Q: Doesn't 4bit have worsen output performance than 8bit or 16bit?
A: GPTQ doesn't quantize linearly. While RTN 8bit does reduce output quality, GPTQ 4bit has effectively little output quality loss compared to baseline uncompressed fp16.
This is really interesting, thank you for the reference!
Having worked more with images based NN than language models before, I wonder: are LLM inherently more suited to aggressive quantisation, due to their very large size? I see people suggesting here 4b is pretty good, and 3b should be the target.
I remember ResNets etc can of course also be quantized, and up to 8-6b you get pretty good results with very little effort, with low-ish degradation in performance.

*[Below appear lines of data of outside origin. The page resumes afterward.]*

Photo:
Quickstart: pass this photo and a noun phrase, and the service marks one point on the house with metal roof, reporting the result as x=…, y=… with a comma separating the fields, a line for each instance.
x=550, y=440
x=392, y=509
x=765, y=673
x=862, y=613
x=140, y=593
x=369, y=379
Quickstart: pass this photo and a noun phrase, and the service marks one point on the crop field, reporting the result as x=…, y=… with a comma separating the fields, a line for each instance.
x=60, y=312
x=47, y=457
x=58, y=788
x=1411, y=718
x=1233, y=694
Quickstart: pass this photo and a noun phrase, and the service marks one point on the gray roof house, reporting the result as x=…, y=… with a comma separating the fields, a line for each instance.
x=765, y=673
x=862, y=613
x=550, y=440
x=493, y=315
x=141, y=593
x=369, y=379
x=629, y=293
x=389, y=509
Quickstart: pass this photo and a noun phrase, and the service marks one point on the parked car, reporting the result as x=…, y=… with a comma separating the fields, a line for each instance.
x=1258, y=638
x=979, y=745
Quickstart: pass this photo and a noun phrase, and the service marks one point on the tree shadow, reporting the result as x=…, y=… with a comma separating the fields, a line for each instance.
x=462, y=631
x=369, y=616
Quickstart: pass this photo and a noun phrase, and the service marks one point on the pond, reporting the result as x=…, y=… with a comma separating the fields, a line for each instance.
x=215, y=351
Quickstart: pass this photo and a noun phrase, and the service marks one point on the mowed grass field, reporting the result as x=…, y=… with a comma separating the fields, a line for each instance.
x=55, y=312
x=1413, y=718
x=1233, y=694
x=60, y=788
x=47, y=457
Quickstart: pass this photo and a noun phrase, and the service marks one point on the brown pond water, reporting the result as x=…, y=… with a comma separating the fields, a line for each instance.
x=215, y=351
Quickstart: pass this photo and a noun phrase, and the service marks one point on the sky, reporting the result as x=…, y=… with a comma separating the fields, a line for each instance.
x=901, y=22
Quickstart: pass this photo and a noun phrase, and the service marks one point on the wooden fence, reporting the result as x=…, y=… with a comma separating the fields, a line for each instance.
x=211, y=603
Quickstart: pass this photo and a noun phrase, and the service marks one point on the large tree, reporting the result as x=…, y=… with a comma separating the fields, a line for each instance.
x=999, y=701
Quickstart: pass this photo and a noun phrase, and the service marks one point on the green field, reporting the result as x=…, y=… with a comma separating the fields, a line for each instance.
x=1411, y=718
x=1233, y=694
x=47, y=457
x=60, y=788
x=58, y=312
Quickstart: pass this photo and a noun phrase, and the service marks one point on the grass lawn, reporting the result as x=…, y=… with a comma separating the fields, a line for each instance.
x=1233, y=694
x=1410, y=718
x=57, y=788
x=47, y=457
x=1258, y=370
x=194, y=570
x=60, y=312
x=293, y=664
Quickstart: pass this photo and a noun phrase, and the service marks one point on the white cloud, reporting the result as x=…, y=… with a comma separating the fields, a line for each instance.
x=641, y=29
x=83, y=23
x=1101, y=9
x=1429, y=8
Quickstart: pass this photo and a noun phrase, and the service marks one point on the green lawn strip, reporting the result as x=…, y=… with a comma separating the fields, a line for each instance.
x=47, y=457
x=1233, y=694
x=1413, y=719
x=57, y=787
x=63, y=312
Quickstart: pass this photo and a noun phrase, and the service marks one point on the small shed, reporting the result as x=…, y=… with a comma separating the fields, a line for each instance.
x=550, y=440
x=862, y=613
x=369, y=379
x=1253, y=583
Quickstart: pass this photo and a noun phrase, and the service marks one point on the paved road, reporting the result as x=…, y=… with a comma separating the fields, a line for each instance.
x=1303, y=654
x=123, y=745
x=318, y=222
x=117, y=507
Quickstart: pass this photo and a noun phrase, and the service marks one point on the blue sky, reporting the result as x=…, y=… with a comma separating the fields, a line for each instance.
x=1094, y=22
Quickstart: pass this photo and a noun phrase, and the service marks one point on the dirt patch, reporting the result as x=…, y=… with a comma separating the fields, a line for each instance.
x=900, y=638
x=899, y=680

Trying to go down to 4b is more challenging, though this paper claims with quantisation aware training 4b is possible indeed, but that means a lot of dedicate training compute needed to get to 4b (not just finetuning post-training): https://arxiv.org/abs/2105.03536
Q: Doesn't 4bit have worsen output performance than 8bit or 16bit? A: GPTQ doesn't quantize linearly. While RTN 8bit does reduce output quality, GPTQ 4bit has effectively little output quality loss compared to baseline uncompressed fp16.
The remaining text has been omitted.